La rentrée littéraire pointe son nez. Elle pointe son nez, avec ses défauts et ses qualités. Des intrigues de palais à n’en plus finir avec les prix, des enjeux commerciaux qui n’ont finalement pas grand-chose à voir avec la littérature. A cette rentrée, Transfuge, comme une partie de la presse d’ailleurs, a subi la colère d’Alain Finkielkraut. Lors d’un festival en Suisse, il aurait appelé à nous boycotter, sans doute à cause de l’entretien que nous avons accordé à Dominique Fernandez avant l’été. Profitons-en alors ici pour répondre à Alain Finkielkraut , non par la polémique mais par la seule réplique possible à son déclinisme apocalyptique : la foi en l’avenir. Comme chaque année, nous présentons ici notre lot de découvertes, de nouveaux venus sur le terrain de la littérature. Allez lire par exemple ce jeune Autrichien Clemens Setz avec son incroyable Syndrome indigo (Actes Sud), à la croisée de Walser et de Dick. Un autre jeune romancier, anglais celui-là, Benjamin Wood, lauréat du prix Fnac pour son Complexe d’Eden Bellwether (Zulma), signe un roman d’apprentissage efficace. Pas de quoi désesperer, vraiment. On pourrait multiplier les exemples dans notre sélection, montrant qu’ici et là dans le monde, de nouvelles littératures émergent. Voyez aussi ce recueil de nouvelles africaines sélectionné par Transfuge, Snapshots – Nouvelles voix du Caine Prize (Zulma). Laure Leroy, l’éditrice de Zulma et de ce livre, rencontrée l’autre jour au Festival de Nancy, me disait à quel point aujourd’hui la littérature africaine était inventive et vivace. Autre preuve de cette vitalité d’une jeune littérature avec le surprenant livre à la manière de Toni Morrison (pour la langue) de Selasi, Le Ravissement des innocents (Gallimard).
Et que dire de ces deux romans extraordinaires qui font notre couverture, celui de Siri Hustvedt, Un monde flamboyant (Actes Sud), et celui de Karel Schoeman, Des voix parmi les ombres (Phébus). Le premier se déroule à New York dans le monde de l’art contemporain, et raconte l’histoire d’une femme qui n’arrive pas à s’imposer dans un monde perçu comme misogyne. Elle met alors en place un stratagème pour atteindre le succès. Avec une grande intelligence, mêlant philosophie, psychanalyse et autres sciences humaines avec habileté, Hustvedt ne perd cependant jamais son goût de la narration. Nous l’avons longuement rencontrée, pour ce qui est probablement son plus grand livre. Karel Schoeman est une découverte pour moi, malgré un nombre déjà important de livres traduits en français. Je me dois de remercier ici Daniel Arsand, son éditeur, pour nous avoir fait découvrir ce romancier sud-africain, maître avoué de Coetzee. Il nous a livré un entretien par mail, exclusif. La force des descriptions, pour ce passionné de photo, est à l’égal d’un Claude Simon.

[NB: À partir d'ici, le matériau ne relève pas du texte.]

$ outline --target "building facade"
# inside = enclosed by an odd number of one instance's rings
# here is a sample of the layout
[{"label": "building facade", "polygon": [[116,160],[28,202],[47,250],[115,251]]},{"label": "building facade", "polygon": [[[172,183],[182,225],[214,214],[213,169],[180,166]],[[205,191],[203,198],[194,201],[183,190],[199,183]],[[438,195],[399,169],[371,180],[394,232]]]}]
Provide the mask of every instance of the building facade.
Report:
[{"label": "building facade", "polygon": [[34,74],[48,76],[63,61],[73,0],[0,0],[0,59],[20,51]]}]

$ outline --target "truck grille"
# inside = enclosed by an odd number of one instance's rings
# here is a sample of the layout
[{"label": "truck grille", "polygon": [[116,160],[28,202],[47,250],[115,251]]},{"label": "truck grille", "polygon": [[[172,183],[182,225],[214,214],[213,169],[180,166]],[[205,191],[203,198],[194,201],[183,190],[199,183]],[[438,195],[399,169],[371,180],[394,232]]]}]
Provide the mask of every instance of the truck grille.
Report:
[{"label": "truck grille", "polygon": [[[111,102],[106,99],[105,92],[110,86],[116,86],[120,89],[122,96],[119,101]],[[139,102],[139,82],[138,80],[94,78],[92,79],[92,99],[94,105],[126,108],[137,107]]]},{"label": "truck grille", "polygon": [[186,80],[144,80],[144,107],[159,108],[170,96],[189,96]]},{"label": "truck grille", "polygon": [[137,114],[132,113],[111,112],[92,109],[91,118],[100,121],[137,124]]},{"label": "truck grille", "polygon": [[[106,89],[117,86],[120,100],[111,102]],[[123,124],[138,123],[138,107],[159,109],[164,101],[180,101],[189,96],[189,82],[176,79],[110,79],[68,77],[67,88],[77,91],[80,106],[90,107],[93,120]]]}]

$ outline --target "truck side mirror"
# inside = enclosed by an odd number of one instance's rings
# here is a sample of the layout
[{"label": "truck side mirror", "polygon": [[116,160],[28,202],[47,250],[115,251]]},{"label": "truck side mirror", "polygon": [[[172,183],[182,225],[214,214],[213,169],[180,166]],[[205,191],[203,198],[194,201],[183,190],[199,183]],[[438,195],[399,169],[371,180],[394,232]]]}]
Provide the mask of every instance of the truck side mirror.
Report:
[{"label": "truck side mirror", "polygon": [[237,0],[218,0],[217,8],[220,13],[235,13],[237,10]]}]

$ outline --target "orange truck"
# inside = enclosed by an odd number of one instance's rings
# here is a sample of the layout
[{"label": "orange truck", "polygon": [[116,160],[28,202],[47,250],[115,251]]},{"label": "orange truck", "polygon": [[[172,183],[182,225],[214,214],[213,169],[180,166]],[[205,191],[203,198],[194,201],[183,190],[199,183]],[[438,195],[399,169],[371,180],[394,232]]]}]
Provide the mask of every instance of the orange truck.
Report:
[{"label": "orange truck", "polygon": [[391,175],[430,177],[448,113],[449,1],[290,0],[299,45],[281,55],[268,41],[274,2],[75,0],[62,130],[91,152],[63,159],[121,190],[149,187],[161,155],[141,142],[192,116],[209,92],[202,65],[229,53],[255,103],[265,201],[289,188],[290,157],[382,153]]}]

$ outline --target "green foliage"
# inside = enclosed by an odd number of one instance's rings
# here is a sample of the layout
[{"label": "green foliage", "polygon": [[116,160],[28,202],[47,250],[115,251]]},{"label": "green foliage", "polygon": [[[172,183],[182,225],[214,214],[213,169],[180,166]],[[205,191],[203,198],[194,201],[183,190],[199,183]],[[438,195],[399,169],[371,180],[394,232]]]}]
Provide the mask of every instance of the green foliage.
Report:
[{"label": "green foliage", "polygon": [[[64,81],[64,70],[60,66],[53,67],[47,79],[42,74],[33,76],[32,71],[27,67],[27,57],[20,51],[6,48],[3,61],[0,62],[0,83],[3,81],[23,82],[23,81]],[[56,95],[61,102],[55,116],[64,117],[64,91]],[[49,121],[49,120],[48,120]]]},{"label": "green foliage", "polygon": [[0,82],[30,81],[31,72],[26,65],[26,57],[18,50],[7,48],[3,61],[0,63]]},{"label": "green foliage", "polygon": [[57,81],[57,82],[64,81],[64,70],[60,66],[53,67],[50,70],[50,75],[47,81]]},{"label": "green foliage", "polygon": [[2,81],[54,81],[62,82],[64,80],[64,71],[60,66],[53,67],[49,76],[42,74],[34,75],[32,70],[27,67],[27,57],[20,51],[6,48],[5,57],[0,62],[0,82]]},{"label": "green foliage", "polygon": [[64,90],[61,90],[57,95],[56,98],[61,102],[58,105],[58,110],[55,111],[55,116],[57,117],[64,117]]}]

Non, Alain Finkielkraut, la littérature ne s’est pas arrêté de vivre avec Kundera et son Insoutenable Légérété de l’être. Comme l’écrit Clemens Setz, les personnes âgées doivent avoir un peu de générosité envers les plus jeunes générations pour ne pas les déséspérer.
Il y a une solution pour ne pas rabâcher sans cesse et avec agressivité que c’était tellement mieux avant (quand exactement, avant ? Avant quoi ? Avant qui ?). Une solution qui consiste, jour après jour, à lire les romans qui paraissent, à voir les films qui sortent, etc. et trier, jauger, évaluer. C’est un travail méticuleux, de fourmi, que nous faisons à Transfuge, et qui permet d’éviter l’écueil des vagues généralités déclinistes si appréciées par la bande à Finkielkraut.
J’ai toujours pensé que les critiques littéraires étaient des gens heureux, incorrigibles optimistes, chercheurs d’or opiniâtres. Des gens persuadés que l’avenir nous réserve de belles surprises, des écrivains de la trempe de Proust, Conrad, Mailer, Melville ou Virgile, des cinéastes à la hauteur de Renoir, Coppola, De Palma, Altman ou Visconti… Bref des gens fréquentables, les critiques littéraires, dont un des objectifs, sûrement, est de faire émerger la possibilité d’une nouvelle pensée du monde, au-delà de la colère stérile.